LAKE MACBRIDE— People were talking about the planned re-zoning of a farm near here, to subdivide it into the first-ever cluster of homes after the 2010 policy that created the rural cluster designation. On Tuesday, the Johnson County Board of Supervisors approved the first and second reading of a resolution supporting the plan.

I wrote to a friend on Monday, the cat is out of the bag— urban has already sprawled from Iowa City to Cedar Rapids. What difference does one more subdivision make in the Corridor? Those protected by stopping the development would be affluent landowners, living on expansive properties in expensive homes. I can see why they wouldn’t want a rural cluster invading their relatively secluded reserves. The problems of the affluent bourgeois are not mine.
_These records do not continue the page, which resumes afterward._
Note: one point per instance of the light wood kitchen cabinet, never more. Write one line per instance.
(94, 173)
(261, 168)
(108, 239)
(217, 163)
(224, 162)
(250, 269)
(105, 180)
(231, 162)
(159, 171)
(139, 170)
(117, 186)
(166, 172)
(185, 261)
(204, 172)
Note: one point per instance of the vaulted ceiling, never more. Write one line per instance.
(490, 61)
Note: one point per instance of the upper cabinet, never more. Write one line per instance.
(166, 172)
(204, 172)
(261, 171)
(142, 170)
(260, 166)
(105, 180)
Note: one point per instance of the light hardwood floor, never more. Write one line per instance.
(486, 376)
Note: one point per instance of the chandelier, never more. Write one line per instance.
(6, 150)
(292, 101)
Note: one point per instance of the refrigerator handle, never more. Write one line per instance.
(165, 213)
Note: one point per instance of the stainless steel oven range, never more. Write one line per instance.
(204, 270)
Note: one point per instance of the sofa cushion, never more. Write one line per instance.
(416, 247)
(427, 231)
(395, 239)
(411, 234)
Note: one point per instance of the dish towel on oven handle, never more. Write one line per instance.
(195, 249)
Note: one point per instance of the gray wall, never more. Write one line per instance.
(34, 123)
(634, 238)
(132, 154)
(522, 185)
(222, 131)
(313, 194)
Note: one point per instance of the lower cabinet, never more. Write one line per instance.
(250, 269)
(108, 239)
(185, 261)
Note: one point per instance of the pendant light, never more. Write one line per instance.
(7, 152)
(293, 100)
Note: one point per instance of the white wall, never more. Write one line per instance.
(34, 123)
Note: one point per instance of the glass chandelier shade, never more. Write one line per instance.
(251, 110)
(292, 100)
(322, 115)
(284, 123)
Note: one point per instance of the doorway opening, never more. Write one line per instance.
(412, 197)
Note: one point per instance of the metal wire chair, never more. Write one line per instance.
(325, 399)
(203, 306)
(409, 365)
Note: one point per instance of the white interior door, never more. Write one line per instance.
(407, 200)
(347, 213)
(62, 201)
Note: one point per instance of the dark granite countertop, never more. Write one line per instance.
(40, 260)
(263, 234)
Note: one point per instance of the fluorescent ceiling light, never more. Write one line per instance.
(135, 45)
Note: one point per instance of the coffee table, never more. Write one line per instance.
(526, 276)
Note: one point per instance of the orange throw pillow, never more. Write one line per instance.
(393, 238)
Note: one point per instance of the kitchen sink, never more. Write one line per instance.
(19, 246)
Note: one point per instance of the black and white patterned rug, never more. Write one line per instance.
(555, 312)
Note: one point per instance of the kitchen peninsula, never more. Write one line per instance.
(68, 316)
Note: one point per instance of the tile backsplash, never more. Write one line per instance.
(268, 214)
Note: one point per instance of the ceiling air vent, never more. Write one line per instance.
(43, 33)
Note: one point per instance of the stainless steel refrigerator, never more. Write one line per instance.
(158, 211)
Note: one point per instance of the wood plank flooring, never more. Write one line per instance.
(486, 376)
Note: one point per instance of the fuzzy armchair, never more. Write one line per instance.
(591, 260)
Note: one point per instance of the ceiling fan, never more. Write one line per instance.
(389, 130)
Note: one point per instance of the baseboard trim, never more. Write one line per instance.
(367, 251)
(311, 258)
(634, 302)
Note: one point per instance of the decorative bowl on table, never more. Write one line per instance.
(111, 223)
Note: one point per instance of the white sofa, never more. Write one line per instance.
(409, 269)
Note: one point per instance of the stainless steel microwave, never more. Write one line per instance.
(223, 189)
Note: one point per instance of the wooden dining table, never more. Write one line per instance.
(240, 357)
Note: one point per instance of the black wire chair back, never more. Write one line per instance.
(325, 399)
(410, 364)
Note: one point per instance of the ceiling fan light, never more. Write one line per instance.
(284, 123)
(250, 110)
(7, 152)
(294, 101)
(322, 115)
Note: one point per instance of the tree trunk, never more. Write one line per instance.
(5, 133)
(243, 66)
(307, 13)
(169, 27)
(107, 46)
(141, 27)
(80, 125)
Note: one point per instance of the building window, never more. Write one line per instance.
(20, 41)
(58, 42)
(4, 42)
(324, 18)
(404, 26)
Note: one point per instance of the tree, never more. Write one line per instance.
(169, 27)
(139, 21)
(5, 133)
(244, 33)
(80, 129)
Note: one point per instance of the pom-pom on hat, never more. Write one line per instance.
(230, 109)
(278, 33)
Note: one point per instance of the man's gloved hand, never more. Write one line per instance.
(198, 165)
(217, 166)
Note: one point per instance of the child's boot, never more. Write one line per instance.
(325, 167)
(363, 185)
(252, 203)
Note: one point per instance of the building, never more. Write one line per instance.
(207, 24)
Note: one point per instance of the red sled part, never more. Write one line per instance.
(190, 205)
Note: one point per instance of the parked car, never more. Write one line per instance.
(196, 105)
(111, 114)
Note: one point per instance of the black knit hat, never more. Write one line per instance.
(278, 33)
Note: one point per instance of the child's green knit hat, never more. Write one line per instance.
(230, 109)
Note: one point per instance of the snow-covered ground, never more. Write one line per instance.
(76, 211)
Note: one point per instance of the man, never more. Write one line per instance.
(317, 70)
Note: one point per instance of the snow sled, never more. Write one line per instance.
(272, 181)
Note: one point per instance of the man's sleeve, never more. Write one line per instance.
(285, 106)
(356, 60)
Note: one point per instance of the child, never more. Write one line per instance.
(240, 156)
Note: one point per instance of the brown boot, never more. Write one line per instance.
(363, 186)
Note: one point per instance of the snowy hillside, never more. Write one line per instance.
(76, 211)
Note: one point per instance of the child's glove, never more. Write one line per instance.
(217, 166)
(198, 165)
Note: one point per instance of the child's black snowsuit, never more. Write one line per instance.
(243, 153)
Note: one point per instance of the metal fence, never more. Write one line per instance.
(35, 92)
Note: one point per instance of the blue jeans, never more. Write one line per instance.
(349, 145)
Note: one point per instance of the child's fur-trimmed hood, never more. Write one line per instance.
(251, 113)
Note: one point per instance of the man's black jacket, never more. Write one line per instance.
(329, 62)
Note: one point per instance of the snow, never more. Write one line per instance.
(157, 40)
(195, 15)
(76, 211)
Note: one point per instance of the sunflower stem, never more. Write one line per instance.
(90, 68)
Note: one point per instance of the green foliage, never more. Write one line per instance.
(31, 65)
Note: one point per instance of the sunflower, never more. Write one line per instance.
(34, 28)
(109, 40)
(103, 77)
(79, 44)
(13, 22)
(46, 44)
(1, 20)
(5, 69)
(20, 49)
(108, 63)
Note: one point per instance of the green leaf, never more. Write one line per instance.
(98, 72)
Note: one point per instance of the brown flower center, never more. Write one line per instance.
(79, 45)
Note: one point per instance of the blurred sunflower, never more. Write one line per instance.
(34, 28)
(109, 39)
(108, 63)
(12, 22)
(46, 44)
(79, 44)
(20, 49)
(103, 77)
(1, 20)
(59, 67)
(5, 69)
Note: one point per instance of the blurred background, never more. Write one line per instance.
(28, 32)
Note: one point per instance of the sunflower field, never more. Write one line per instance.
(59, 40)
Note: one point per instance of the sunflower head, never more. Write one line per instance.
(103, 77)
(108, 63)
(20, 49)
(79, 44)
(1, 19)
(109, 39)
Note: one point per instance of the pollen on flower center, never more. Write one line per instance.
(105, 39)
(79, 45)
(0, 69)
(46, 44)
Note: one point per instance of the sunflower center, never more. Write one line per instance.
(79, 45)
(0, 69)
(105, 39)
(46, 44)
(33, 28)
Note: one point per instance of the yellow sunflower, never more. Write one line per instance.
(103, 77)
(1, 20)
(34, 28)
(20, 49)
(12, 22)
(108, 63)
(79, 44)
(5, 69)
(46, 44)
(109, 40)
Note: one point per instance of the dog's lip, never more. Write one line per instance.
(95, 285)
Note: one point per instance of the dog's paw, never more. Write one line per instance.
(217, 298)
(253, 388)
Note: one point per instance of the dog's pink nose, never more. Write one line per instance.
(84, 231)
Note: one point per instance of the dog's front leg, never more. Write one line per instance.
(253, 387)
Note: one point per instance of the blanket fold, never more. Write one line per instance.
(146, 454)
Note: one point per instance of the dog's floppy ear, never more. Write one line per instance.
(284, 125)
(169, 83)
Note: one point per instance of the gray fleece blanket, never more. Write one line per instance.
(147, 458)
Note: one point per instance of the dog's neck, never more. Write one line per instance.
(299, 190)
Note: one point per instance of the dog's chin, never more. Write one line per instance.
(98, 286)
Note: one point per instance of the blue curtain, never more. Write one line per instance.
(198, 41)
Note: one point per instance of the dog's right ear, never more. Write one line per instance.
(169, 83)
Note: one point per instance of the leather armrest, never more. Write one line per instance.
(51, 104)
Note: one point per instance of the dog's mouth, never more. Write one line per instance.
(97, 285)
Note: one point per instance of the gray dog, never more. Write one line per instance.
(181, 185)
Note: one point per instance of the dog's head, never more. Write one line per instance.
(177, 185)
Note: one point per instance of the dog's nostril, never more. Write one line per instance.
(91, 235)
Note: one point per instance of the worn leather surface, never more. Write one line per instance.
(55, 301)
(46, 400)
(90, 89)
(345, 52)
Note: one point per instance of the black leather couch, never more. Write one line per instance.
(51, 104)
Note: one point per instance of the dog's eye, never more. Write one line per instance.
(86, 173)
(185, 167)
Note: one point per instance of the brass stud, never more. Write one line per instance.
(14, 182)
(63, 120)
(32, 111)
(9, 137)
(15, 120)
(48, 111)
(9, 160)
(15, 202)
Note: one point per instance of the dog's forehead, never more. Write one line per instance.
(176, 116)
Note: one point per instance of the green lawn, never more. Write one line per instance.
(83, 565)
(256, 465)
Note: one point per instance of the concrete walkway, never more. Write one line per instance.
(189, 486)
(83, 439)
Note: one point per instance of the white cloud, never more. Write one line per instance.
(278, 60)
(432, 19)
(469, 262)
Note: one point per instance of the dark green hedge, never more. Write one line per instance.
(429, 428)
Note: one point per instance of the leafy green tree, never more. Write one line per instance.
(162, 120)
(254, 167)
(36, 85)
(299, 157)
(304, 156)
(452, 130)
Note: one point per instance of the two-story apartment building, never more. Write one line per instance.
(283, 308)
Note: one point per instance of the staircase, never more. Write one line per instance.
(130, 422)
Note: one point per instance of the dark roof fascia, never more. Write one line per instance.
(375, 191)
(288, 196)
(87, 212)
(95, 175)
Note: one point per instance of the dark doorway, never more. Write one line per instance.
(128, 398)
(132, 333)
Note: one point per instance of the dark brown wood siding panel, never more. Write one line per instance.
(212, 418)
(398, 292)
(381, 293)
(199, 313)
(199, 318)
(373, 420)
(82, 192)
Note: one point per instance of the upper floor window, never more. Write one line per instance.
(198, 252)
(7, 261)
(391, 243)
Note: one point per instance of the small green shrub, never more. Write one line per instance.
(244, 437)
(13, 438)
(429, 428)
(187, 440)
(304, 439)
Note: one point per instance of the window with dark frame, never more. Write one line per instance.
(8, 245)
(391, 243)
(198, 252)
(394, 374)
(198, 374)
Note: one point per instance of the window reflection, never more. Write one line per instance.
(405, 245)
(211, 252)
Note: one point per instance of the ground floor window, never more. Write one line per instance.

The property owner was quoted in the Iowa City Press Citizen, “everyone here had an opportunity to purchase 40 acres of prime farm land, as they put it. The opposition claims how important it is to preserve farmland and this area, yet no one would make that commitment,” she said. “They have been relentless in this obsession and seem to think that they and only they know what’s best and feel absolute in their self-appointed role as guardians… The bottom line is that I own this property and as owner I have property rights.”

To the extent we accept the premise of land rights— that Black Hawk and Poweshiek intended to cede their rights after the Black Hawk War— it is hard to take issue with the property owner. What is bothersome is there is a real climate crisis ongoing, and this local talk is a diversion from something much more important than whether another subdivision of McMansions is built.